Adresser des menaces évolutives à partir de la psychologie

Face à la spécialisation des hackers, l’heure est à la Cyber Threat Intelligence. La veille et la modélisation permettent d’identifier quotidiennement les failles exploitées par les cybercriminels. Un travail assuré par des agences nationales qui alertent régulièrement sur de nouveaux types d’attaques à contrer à l’image du National Cyber Security Centre finlandais, de l’Australian Cyber Security Centre, ou encore de la Cybersecurity and infrastructure security agency étasunienne qui communiquent sur l’évolution des menaces qui frappent l’espace cyber, y compris concernant les techniques d’ingénierie sociale qui ciblent directement les failles psychologiques. Les milieux universitaires contribuent désormais à faire le pont entre la connaissance technique des systèmes d’information et les sciences humaines. La Cyber Security Academy del’Université de Southampton travaille notamment en collaboration avec le National Cyber Security Centre britannique.
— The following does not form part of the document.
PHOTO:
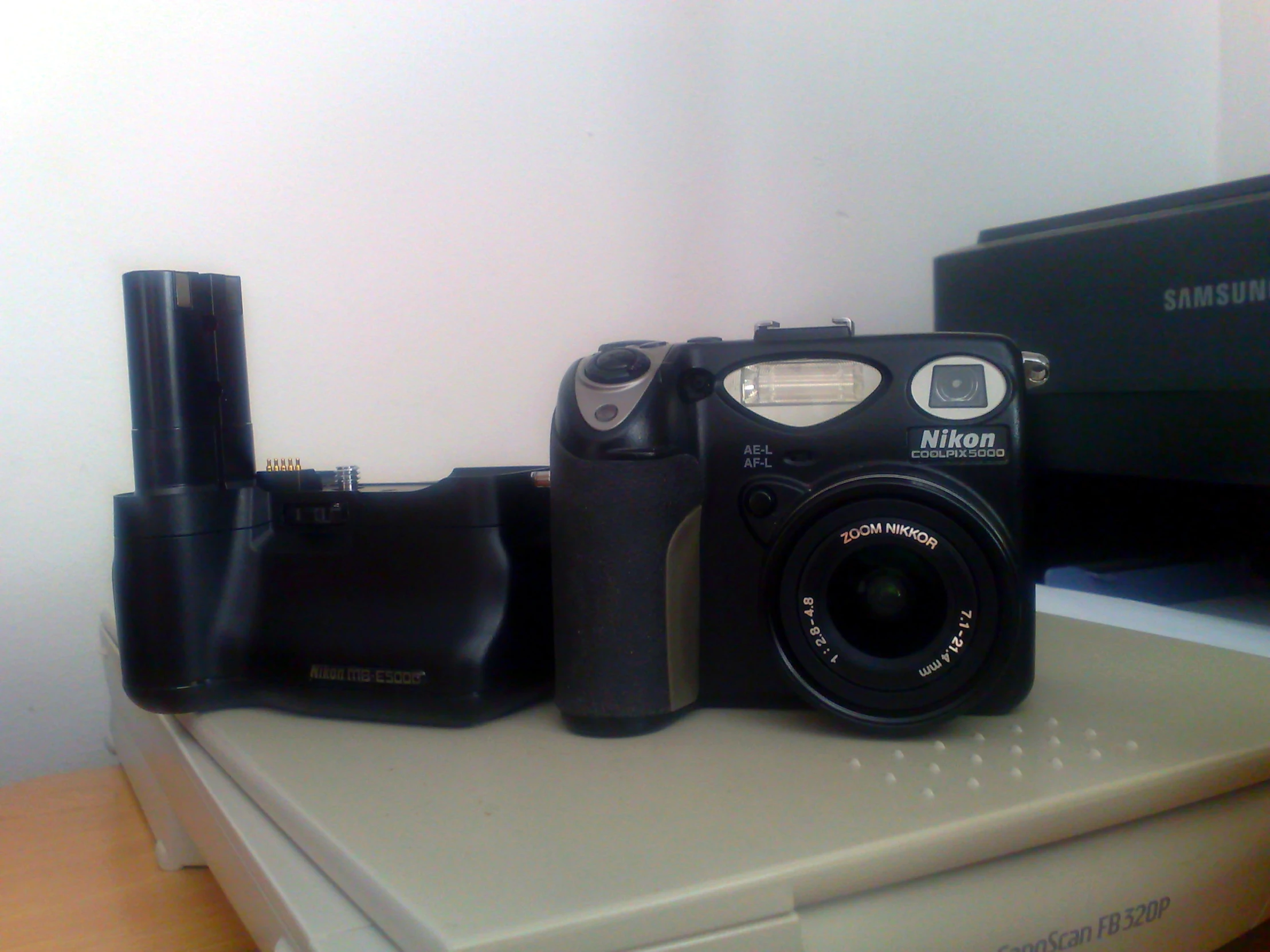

Pour permettre aux nouvelles générations de RSSI de traiter ces enjeux, les formations s’adaptent. Désormais, des enseignements de sociologie et de psychologie sont dispensés pour fournir une approche holistique des questions de cybersécurité, plus proche de la réalité du terrain.2

Bruno Teboul prône pour la définition de « psychotypes » afin de pouvoir effectuer une analyse fine des individus qui composent les structures et ainsi adresser les menaces en fonction leurs besoins réels. Il propose la mise en oeuvre d’un neuro cyber framework s’inspirant des recherches en psychologie cognitive sur la personnalité dominées par le« Framework Big 5 » de la personnalité (Ouverture, Conscience, Extraversion, Agréabilité, Neuroticisme) auquel il ajoute 3 critères supplémentaires : auto-efficacité, formation et expertise. « Ce framework une fois développé dans sa version « progicialisée » pourrait servir de test de référence pour toutes les organisations qui souhaitent évaluer le risque psychologique de leurs collaborateurs en simulation de cyberattaques par ingénierie sociale.J’invite le gouvernement, les ministres concernés, le Campus Cyber, l’ANSSI, à mettre en place des tests d’évaluation cognitive fondés sur la neuropsychologie » insiste-t-il.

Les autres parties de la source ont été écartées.